Choosing the right WordPress shopping cart for my needs should have been a piece of cake. Unlike many other people looking for such functionality, I don’t need to deal with shipping issues because I’m selling digital products, downloadable fare like music files and eBooks.
Yet my foray into the world of WordPress eCommerce could not have been more complicated. Some of it is my fault, as I have an obsessive personality and will wring my fingers over the smallest detail — such as AJAX soft add-to-cart effects. But some of it is really nothing more than simply the state of affairs right now, which is surprisingly paltry when it comes to WordPress eCommerce.
I eventually decided on Cart66 Pro though I was initially very much into the Tribulant WordPress Shopping Cart plugin. What the rest of this post will deal with is my experience deciding between these two options.
I liked Tribulant’s offering very much at first because it was the only commercial (that is, paid-for) solution to offer anything like the elegant JavaScript effects that’s now becoming standard for online retail — the aforementioned soft add-to-cart does not send buyers into the cart page but keeps them on the same page. This is important as the old way of doing things unconsciously communicated to the customer that now it’s time to checkout and be done, while it’s arguably more important that they keep shopping!

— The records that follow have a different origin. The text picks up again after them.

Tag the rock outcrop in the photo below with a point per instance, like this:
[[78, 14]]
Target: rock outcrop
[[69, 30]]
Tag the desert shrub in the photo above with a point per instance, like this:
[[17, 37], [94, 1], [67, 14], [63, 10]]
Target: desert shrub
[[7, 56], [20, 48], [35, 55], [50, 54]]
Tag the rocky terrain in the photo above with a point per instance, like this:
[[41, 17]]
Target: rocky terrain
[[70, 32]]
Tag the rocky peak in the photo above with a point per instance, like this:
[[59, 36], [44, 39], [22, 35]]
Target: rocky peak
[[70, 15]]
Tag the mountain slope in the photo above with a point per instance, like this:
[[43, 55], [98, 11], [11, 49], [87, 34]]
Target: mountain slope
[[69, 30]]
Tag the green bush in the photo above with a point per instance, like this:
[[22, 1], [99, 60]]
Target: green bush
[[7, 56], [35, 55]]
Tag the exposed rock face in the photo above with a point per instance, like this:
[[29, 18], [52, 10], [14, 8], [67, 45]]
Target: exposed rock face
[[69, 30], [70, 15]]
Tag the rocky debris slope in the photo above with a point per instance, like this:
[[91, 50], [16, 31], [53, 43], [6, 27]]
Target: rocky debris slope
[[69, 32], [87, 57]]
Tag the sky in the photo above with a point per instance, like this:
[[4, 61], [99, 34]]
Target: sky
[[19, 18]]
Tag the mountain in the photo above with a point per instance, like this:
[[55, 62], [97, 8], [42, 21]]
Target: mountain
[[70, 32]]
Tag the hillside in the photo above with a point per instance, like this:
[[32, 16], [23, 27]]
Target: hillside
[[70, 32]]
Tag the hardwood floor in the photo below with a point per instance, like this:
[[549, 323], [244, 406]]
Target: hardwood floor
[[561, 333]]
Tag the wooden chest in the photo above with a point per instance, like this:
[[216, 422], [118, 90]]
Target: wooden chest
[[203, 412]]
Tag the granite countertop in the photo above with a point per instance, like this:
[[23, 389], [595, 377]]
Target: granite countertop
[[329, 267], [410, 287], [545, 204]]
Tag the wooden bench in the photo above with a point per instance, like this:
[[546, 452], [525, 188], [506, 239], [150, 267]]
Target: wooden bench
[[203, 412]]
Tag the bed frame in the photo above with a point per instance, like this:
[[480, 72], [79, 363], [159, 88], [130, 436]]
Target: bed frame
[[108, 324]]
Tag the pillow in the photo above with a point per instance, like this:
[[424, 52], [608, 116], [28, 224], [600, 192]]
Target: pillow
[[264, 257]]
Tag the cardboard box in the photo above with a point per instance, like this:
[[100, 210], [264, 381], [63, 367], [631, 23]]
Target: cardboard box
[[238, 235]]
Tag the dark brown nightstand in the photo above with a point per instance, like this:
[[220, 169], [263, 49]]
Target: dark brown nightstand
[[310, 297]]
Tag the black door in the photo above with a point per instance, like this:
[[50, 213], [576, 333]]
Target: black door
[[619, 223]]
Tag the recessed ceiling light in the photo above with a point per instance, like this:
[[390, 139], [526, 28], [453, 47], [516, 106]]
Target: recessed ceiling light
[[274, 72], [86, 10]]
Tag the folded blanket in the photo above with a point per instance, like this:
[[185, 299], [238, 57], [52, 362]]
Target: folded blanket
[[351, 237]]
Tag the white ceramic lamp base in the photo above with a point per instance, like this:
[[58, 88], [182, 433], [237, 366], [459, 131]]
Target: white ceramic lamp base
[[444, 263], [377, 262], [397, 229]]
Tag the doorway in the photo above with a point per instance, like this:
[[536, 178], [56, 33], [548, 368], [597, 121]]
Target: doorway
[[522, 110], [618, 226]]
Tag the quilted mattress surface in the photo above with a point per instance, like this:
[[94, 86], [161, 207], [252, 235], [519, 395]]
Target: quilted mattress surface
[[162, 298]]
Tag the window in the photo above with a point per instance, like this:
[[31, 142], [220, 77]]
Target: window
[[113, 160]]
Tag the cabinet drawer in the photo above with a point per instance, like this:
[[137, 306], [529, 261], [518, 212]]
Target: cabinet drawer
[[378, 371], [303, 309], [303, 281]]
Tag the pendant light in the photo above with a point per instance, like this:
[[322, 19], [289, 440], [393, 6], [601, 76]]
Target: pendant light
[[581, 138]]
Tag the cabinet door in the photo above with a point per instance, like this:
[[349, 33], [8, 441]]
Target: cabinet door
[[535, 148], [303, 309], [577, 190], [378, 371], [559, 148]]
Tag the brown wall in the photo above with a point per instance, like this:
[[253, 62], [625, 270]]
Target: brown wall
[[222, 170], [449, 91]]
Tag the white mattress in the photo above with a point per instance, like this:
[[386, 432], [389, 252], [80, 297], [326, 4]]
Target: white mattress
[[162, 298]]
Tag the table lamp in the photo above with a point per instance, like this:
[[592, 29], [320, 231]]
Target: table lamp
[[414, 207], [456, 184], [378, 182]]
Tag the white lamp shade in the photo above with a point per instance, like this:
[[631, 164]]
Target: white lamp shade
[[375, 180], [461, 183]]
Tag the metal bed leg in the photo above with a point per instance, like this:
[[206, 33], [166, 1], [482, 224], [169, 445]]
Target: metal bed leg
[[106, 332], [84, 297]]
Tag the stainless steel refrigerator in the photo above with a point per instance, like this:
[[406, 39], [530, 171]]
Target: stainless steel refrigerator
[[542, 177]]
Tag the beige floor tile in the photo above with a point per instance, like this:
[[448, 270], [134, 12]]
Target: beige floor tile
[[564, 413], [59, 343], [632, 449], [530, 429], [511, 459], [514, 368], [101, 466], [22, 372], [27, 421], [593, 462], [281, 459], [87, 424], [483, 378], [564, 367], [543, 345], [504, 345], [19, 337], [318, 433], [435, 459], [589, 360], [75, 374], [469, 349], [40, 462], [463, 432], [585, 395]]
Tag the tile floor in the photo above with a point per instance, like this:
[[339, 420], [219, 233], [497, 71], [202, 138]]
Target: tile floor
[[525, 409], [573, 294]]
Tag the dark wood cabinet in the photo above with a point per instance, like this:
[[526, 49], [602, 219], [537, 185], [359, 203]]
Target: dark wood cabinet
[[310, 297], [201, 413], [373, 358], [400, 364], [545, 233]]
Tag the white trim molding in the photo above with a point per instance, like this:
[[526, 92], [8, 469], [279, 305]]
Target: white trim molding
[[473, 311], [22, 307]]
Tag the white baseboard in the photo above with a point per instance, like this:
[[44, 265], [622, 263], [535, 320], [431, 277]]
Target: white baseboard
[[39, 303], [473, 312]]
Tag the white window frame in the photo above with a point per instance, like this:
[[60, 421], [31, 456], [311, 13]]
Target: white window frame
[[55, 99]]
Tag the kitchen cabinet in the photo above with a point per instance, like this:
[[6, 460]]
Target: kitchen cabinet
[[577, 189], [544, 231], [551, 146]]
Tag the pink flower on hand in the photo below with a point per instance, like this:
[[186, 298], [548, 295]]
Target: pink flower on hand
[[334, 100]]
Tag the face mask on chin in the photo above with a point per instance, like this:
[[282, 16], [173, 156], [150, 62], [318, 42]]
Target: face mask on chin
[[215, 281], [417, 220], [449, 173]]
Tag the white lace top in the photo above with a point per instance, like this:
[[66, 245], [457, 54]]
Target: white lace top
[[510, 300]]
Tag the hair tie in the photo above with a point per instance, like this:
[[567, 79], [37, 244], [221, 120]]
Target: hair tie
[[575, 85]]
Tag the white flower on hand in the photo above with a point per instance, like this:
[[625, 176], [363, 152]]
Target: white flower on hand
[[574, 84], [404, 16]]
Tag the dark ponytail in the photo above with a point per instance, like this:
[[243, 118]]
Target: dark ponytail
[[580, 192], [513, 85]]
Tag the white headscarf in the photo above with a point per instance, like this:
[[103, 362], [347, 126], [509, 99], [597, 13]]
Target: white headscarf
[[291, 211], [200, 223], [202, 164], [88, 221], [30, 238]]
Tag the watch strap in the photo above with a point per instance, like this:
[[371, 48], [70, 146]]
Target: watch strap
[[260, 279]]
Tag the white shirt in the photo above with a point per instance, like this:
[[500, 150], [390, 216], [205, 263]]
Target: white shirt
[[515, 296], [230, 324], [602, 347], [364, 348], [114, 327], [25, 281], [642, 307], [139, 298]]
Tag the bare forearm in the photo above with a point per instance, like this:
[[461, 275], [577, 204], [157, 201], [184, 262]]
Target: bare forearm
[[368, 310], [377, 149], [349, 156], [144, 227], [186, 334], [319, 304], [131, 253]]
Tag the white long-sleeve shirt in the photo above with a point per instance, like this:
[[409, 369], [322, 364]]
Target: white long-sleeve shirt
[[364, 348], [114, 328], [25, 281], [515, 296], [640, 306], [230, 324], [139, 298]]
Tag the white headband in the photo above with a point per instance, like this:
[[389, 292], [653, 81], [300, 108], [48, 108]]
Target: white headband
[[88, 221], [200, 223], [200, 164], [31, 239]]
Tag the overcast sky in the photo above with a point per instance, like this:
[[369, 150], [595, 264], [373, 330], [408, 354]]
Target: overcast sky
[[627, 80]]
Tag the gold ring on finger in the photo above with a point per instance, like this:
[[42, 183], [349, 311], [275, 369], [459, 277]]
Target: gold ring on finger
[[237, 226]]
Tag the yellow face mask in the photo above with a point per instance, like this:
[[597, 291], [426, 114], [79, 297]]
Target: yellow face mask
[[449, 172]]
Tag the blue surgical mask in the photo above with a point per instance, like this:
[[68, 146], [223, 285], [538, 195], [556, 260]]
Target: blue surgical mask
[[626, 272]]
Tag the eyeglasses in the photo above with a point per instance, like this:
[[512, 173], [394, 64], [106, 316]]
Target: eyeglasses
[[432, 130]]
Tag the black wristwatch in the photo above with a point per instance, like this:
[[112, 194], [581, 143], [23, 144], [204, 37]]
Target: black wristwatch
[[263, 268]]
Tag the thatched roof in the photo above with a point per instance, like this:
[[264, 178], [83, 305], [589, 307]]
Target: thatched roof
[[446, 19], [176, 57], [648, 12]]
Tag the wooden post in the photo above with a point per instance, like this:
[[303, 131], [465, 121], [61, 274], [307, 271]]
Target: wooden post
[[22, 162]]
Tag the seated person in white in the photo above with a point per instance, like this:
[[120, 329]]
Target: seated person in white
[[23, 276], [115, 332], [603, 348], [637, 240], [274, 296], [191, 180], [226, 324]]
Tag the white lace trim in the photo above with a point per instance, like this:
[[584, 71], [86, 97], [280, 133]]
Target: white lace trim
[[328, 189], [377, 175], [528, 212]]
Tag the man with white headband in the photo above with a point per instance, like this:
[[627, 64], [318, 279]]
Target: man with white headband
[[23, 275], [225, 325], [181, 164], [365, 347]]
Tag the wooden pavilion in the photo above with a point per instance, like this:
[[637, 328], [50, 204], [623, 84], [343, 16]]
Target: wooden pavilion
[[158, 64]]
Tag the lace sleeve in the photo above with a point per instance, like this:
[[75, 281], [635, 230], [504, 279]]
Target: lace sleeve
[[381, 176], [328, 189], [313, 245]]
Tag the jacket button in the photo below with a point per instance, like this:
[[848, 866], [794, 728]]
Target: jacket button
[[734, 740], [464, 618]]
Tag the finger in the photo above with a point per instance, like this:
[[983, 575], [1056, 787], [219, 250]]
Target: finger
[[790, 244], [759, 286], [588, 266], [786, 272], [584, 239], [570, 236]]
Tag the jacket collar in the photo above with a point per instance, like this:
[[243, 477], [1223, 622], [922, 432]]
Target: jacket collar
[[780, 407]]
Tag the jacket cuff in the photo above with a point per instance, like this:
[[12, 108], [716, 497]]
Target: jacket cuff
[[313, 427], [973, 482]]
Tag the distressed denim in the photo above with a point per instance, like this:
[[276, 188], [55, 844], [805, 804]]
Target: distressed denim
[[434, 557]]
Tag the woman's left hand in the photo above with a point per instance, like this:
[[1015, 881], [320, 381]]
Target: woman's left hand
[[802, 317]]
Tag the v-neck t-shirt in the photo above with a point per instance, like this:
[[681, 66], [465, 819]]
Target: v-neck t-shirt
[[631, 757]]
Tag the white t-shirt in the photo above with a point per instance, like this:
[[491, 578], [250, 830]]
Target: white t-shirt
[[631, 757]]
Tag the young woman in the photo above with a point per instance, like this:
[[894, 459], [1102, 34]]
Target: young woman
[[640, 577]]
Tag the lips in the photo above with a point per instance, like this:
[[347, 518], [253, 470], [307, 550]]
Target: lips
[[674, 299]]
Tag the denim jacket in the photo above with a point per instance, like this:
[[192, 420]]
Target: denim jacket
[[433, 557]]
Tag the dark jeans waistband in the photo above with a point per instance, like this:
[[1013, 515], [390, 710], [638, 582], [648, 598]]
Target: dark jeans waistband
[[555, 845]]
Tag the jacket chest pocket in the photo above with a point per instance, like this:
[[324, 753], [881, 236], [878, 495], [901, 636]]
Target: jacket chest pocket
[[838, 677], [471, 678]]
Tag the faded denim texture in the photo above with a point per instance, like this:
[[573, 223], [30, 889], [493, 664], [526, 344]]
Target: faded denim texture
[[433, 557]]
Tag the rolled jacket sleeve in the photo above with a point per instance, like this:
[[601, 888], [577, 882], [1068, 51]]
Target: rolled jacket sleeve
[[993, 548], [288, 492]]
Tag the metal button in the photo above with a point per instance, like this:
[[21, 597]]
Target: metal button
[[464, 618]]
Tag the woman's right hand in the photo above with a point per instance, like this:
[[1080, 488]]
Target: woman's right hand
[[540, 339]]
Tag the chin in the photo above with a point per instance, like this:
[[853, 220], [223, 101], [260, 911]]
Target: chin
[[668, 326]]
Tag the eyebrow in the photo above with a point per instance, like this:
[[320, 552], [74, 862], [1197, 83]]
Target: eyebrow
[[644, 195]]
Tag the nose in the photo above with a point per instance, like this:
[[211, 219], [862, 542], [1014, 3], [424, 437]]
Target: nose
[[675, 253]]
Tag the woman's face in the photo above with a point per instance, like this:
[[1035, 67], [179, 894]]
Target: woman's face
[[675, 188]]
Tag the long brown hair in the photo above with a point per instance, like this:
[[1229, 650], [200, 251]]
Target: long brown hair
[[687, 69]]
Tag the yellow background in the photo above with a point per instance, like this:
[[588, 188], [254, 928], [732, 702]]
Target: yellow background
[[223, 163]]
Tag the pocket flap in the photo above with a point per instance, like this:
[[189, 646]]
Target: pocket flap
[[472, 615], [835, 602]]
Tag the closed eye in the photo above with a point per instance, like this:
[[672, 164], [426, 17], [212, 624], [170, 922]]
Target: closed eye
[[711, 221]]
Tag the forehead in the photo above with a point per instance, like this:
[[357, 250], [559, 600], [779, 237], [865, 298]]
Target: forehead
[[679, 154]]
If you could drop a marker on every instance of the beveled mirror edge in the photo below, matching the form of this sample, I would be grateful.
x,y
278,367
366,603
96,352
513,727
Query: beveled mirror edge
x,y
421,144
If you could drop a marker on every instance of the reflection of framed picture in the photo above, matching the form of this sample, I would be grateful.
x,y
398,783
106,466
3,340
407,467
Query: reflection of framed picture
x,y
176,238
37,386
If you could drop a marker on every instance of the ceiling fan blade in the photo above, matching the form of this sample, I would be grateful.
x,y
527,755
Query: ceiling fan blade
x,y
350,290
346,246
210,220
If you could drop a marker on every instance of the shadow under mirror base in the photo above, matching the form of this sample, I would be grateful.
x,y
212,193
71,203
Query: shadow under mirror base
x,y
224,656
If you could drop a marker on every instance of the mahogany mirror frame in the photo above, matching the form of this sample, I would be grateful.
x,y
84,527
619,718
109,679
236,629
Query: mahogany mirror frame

However, being the obsessive type that I am (in other words, a perfectionist) I had to have things just right — I don’t believe in compromises: it’s all or nothing with me! Thus, if I was going to have an AJAX cart at all, it had to have that fancy effect just so. (Specifically, I had in mind the best elements of both Volusion and 3dcart’s soft add-to-cart effects.)
Now Tribulant was willing to customize their software for me, at additional cost. However, they are, apparently, South African college kids busy with school, never mind a successful business, and therefore the deal eventually fell through, victim of scheduling conflicts on their end.
So that basically left me with Cart66 since I really liked their administrative interface, in particular how immediately obvious it was how I could style the add-to-cart button and its placement on the page — things like that. For my rather pedestrian purposes (again, digital downloads), it was all right. These folks weren’t going to customize anything for me, however. But that’s okay, being an all-or-nothing kind of person: and so I went with them.
Yes, it’s really all as mundane as that. But like I mentioned at the outset, it was anything but simple, as I investigated many shopping cart solutions. That paltry state of affairs also noted above? It actually made choosing harder, believe it or not. While there is such a thing as embarras de richesse, there also exists the opposite situation, a poverty of choices, at least if I wanted my WordPress cart just so.
That’s why I look forward to next year with great excitement. I expect that by springtime there will have been quite a lot of movement where WordPress carts are concerned. Indeed, I expect Cart66 to have finally provided just the kind of AJAX effects I’d been looking for, as it’s probably been the first or second most-sought feature request in internal company polling of its customers! Such an upgrade is almost certain to come to pass given all the intellectual creativity right now in WordPress eCommerce, with some serious companies putting out some potentially serious shopping cart systems at last.